Нольде вздохнул и пожал плечами.
– Думаю, по пьянству. Разве в трезвом виде такое замыслишь? Завтра панихида и похороны. Жара!
Вечером я снова пошел к Ситникову. Я думал, что, может быть, чем-то смогу помочь им.
Все двери были открыты. Не было слышно ни звука. Я поднялся по лестнице, прошел в прихожую, оттуда в гостиную, в комнату к литвину – везде было пусто. Я прошел дальше и вдруг увидел Ситникова. Степан Иванович сидел в кресле, подложив под голову руку, и держал в зубах чубук давно погасшей трубки. Он смотрел в одну точку, куда-то за окно, и даже не поднял на меня глаза, когда я подошел.
– А где же Екатерина Алексеевна? – спросил я.
– Где ж ей быть? Дома.
– Как дома? Что произошло?
– Ничего особенного. Я отвез ее домой. Я сказал ей, что не хочу губить ее жизнь.

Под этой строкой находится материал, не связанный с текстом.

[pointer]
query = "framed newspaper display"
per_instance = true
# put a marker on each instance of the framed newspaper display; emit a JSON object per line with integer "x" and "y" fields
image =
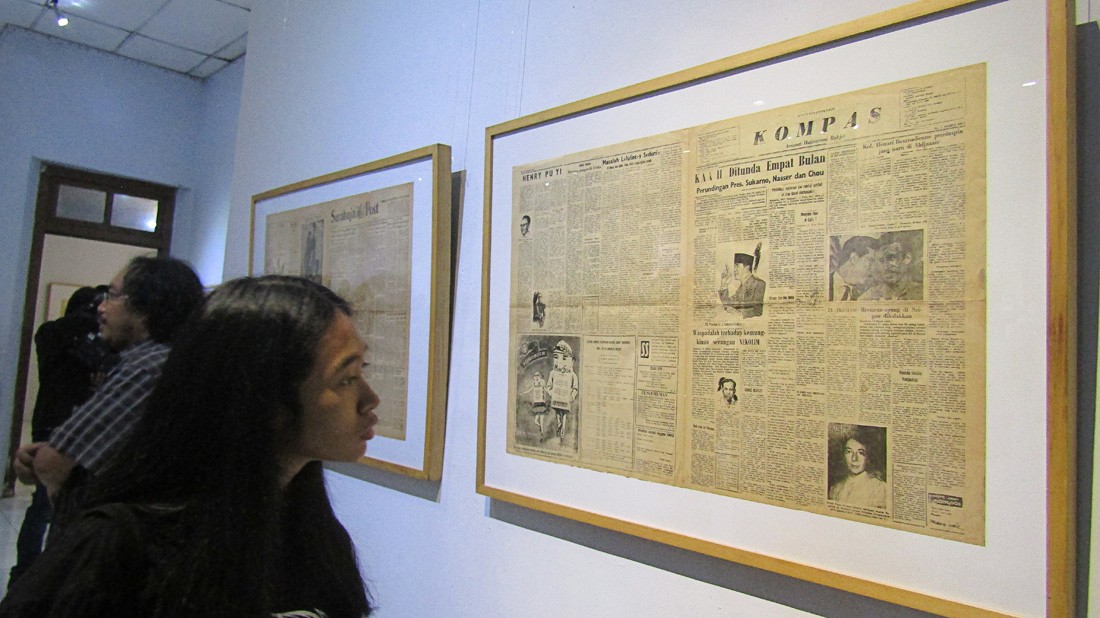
{"x": 796, "y": 309}
{"x": 380, "y": 235}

Я даже не нашелся сначала, что сказать.
– Теперь я вижу, Степан Иванович, – выговорил я, – что вы действительно сумасшедший. Да-да, самый натуральный. Прощайте! – И я выбежал вон из комнаты.
Сам не понимая толком зачем, я отправился на Грузинскую. У дверей меня встретил швейцар Крылосовых, добрый малый, которому я часто давал на водку. Он не только не улыбнулся мне по обыкновению, но насупился и, стоя в дверях, смотрел куда-то за мое плечо.
– Екатерина Алексеевна дома? – спросил я.
– Барышня у себя, но вас пускать не велено.
– Что ты мелешь? Поди передай ей, что пришел Ларионов.
– Неужто я не узнал вас, Александр Львович! Да только она сама вас пускать-то и не велела!
Я дал ему на водку, потрепал по плечу и побрел оттуда прочь.
На следующий день были похороны Кострицкого. Накануне всю ночь дул сильный ветер и пригнал наутро холодную морось и низкие быстрые облака.
Я немного опоздал к назначенному часу. Были все сослуживцы с женами, я не заметил только Крылосова, и пришло еще много незнакомых мне людей. У ворот мок погребальный катафалк, окруженный мальчишками. К крыльцу была приставлена крышка от гроба. Я снял шляпу и, молча раскланиваясь со знакомыми, прошел в залу. Там я увидел покойника, лежавшего в гробу на столе. Около него горели свечи, и священник бубнил что-то невразумительное, мне даже показалось, что он был пьян.
Я с трудом признал в покойнике Кострицкого. Лицо его осунулось, заострилось, широкий нос его вытянулся, одна ноздря залипла, по коже побежали желтые пятна. Щеки были все в порезах от бритья. Мелкая черная щетина снова уже успела отрасти на мертвеце.
Говорили все шепотом, иногда кто-нибудь глубоко вздыхал.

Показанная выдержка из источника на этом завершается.